PARTICIPANTS AND METHODS
Participants were two children 1 boy (11 year-old, 121.5 cm in height, 20.4 kg in weight) and 1 girl (11 year-old, 125.3 cm in height, 15.4 kg in weight), both delivered at 38 weeks gestation. They were diagnosed with CP by a neurologist. Brain magnetic resonance imaging revealed a subdural hematoma on the posterior falx cerebelli. The Gross Motor Function Classification System (GMFCS) level of both children was V, and neither had undergone any surgical procedures due to musculoskeletal problems. Ethics approval was obtained from the Faculty of Health Sciences Human Ethics Committee, and written informed consent was provided by the parents of all children. Radiologic and quality of life measurements were conducted before and after the intervention. For the radiologic assessment, an anteroposterior (AP) X-ray of the spine, taken in the supine position, was used to determine the Cobb’s angle. We measured the angle between a line parallel to the superior margin of the vertebra and one parallel to the inferior margin of the vertebra. The angle was measured three times, and the mean value was used for analysis. To measure quality of life, the children’s caregivers completed the Pediatric Quality of Life Inventory (PedsQL) questionnaire. All children received 30 minutes of manual therapy and 30 minutes of FES three times a week for 3 months. For manual therapy, all children underwent ipsilateral side bending in a side-lying position, with the goals being de-rotation and scoliosis reduction. For FES, two electrodes were attached on the lateral parts of the convex side of the body, and two others on the erector spinae muscles. FES (CU-FS1; Novastim, Korea) was set at a frequency of 35 Hz, with a 250-μs pulse width. Electrical stimulation lasted for 6 seconds, followed by a 6-second rest.
RESULTS
After manual therapy with FES, the Cobb’s angle of child 1 was improved, from 66.17 to 52.86 degrees. Child 2 also showed improvement in the Cobb’s angle, from 54.63 to 50.89 degrees. Furthermore, the PedsQL score of child 1 improved, from 5.43 to 9.78, and that of child 2 increased from 7.60 to 13.04. These results suggest that scoliosis curve and quality of life are improved after manual therapy with FES.
DISCUSSION
The main purpose of this study was to investigate the effects of manual therapy with FES on scoliosis curve and quality of life in children with CP. Our results showed that the Cobb’s angle was improved by 20% and 7% in child 1 and child 2, respectively, at post- compared to pre-intervention.

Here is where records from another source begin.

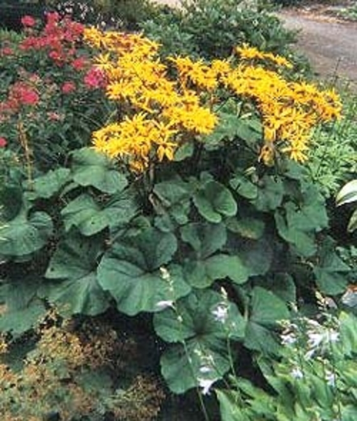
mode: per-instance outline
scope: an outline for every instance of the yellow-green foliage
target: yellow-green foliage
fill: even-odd
[[[53,312],[40,326],[36,347],[27,354],[20,370],[5,362],[12,347],[2,340],[2,420],[42,421],[52,413],[70,421],[110,411],[116,419],[136,421],[150,420],[157,414],[164,396],[149,376],[137,376],[120,392],[105,385],[105,393],[81,380],[84,374],[90,376],[97,369],[118,374],[118,360],[125,347],[112,329],[97,325],[91,331],[88,326],[76,331],[71,322],[61,322]]]

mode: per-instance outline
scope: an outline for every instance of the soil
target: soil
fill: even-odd
[[[156,1],[180,4],[180,0]],[[299,31],[294,48],[309,59],[317,76],[357,91],[357,22],[338,17],[339,11],[356,2],[336,1],[299,3],[299,7],[285,8],[277,15],[286,28]]]

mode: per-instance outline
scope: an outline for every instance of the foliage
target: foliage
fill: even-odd
[[[92,143],[86,130],[72,142],[69,124],[46,168],[14,147],[17,120],[0,129],[0,330],[21,336],[48,305],[68,317],[145,317],[171,390],[208,392],[242,350],[280,353],[290,303],[313,305],[316,287],[346,291],[349,268],[301,163],[311,130],[338,117],[339,97],[290,80],[286,59],[247,45],[226,59],[164,60],[137,33],[84,33],[101,88],[85,92],[112,111],[94,110]],[[126,393],[106,402],[124,411]]]
[[[120,378],[128,377],[121,363],[133,351],[125,340],[94,319],[77,323],[74,331],[75,323],[50,310],[39,322],[31,349],[2,343],[3,419],[153,419],[163,391],[148,375]]]
[[[357,201],[357,179],[345,184],[336,197],[337,206]],[[352,232],[357,228],[357,209],[354,210],[348,223],[347,231]]]
[[[259,363],[271,391],[233,378],[231,389],[216,391],[222,421],[352,421],[357,415],[356,323],[345,312],[321,324],[304,317],[287,323],[282,359]]]
[[[175,51],[212,60],[227,57],[235,45],[247,43],[286,55],[294,34],[270,11],[255,2],[183,1],[179,8],[154,14],[140,26],[146,36],[163,45],[164,55]]]
[[[313,181],[326,197],[334,196],[357,171],[355,96],[343,91],[342,118],[316,130],[312,138],[307,165]]]

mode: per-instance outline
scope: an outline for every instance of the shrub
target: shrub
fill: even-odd
[[[165,54],[188,55],[208,60],[229,56],[247,43],[281,55],[290,54],[294,33],[286,30],[269,8],[236,0],[183,2],[141,24],[144,34],[163,45]]]

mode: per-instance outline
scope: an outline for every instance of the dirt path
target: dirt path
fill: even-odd
[[[349,81],[357,88],[357,22],[296,10],[285,10],[279,17],[287,28],[300,30],[296,48],[318,75]]]

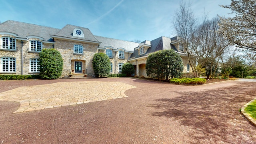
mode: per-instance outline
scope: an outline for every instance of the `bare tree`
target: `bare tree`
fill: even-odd
[[[190,4],[182,1],[180,4],[180,9],[173,16],[173,27],[182,43],[184,50],[188,54],[190,64],[192,66],[192,70],[195,76],[198,77],[196,68],[196,62],[192,50],[196,46],[194,42],[196,41],[194,36],[197,22],[194,15],[190,7]]]
[[[233,18],[220,17],[219,31],[233,44],[256,52],[256,4],[255,0],[232,0]]]

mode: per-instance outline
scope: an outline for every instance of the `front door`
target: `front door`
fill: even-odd
[[[75,62],[75,72],[82,72],[82,62]]]

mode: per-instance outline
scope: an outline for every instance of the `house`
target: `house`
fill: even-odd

Our result is consistent with a previous study that showed significant improvement, from 30.5 degrees to 26.5 degrees, in children with CP4). Similarly, Dovorany et al. demonstrated that Cobb angles were reduced by 19 and 15 degrees, respectively, after 10 treatment sessions5). In our study, the PedsQL scores of the children were 9.78 and 13.04, respectively. The values in the present study were lower than those in the previous study, which were for children with CP at GMFCS levels I–II6). The present results also support a previous study showing a correlation between gross motor function and quality of life (r=0.65)7). Taken together, our results indicate that manual therapy with FES was effective for improving scoliosis curve and quality of life. Therefore, we recommend applying manual therapy with FES to adjust trunk alignment in children with severe CP. However, our study is based on two cases and should be interpreted carefully. There are two limitations to this paper. First, since this is a case study, future studies will require a randomized control trial. Second, in this study, we recruited children with severe CP. To generalize the results, further studies are required children at various GMFCS levels.